Secondo la CLT l’associazione tra rappresentazioni astratte e distanza psicologica si mantiene anche quando siano disponibili identiche informazioni riguardo
oggetti vicini o distanti (Trope, Liberman e Wakslak, 2007). In altre parole, gli individui apprendono attraverso l’esperienza che gli oggetti psicologicamente distanti
non sono corredati da informazioni affidabili e dettagliate e, come conseguenza, che
una rappresentazione astratta di questi oggetti è più appropriata di una concreta.

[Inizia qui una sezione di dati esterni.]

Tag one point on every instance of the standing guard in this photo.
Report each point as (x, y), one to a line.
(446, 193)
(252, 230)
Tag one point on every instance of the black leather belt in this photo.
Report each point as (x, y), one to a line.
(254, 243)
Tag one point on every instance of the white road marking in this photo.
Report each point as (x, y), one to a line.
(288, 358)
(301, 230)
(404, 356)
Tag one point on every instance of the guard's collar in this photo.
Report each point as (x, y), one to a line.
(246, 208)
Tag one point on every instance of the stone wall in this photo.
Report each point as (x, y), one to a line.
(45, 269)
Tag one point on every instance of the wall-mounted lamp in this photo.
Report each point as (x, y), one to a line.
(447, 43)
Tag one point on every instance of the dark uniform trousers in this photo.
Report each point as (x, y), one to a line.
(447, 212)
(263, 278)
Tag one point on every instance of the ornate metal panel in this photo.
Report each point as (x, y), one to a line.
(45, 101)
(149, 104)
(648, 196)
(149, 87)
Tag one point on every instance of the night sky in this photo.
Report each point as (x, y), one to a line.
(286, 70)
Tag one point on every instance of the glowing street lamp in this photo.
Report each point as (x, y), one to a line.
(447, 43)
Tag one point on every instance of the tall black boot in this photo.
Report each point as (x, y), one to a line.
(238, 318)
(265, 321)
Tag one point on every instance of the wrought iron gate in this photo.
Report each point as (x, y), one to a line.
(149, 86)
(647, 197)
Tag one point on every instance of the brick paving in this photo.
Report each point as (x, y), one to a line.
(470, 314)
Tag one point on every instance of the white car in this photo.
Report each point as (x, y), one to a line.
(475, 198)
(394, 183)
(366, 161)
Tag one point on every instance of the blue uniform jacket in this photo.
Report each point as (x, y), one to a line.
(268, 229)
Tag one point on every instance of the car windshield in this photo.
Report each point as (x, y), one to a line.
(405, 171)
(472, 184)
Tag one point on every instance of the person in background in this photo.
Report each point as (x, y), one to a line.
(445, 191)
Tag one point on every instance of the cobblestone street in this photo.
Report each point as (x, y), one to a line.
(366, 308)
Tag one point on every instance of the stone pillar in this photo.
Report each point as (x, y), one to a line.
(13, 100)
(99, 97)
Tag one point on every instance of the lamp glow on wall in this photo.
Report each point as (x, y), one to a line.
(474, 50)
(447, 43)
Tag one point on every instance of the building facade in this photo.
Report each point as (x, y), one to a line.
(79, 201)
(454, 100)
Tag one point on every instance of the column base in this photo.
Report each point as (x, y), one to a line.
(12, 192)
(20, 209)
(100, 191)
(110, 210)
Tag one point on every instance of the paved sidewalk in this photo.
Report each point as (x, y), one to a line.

Una volta che l’associazione tra rappresentazione astratta e distanza psicologica si è
consolidata, gli individui tenderanno a generalizzarla estendendola ad oggetti nuovi, a prescindere dalla disponibilità di informazioni dettagliate e accurate. Perciò,
l’alto livello di construal sarà adottato per oggetti distali anche quando la qualità e la
quantità delle informazioni sono identiche a quelle disponibili per gli oggetti prossimali. Ad esempio, la stessa informazione riguardante una persona (Mario spinge
Giulia) viene rappresentata in termini astratti quando riguarda una località remota
nello spazio (New York) portando così ad un’attribuzione interna basata su tratti di
personalità (Mario è rozzo e violento). Al contrario, quando la stessa informazione
riguarda una località prossima nello spazio (la stanza a fianco), essa viene costruita ad un basso livello, aumentando così la probabilità di ottenere un’attribuzione
esterna basata su caratteristiche concrete e incidentali (Mario ha fretta) (Nussbaum,
Liberman e Trope, 2006).
È importante notare che l’associazione tra distanza psicologica e livello di construal è di natura bidirezionale. Da un lato, infatti, la distanza psicologica è in grado
di indurre un alto livello di construal. Dall’altro, gli oggetti o gli eventi costruiti ad
alto livello sono percepiti come psicologicamente distanti. A testimonianza della
bidirezionalità di questa relazione, Liberman, Trope, MecCrea e Sherman (2007)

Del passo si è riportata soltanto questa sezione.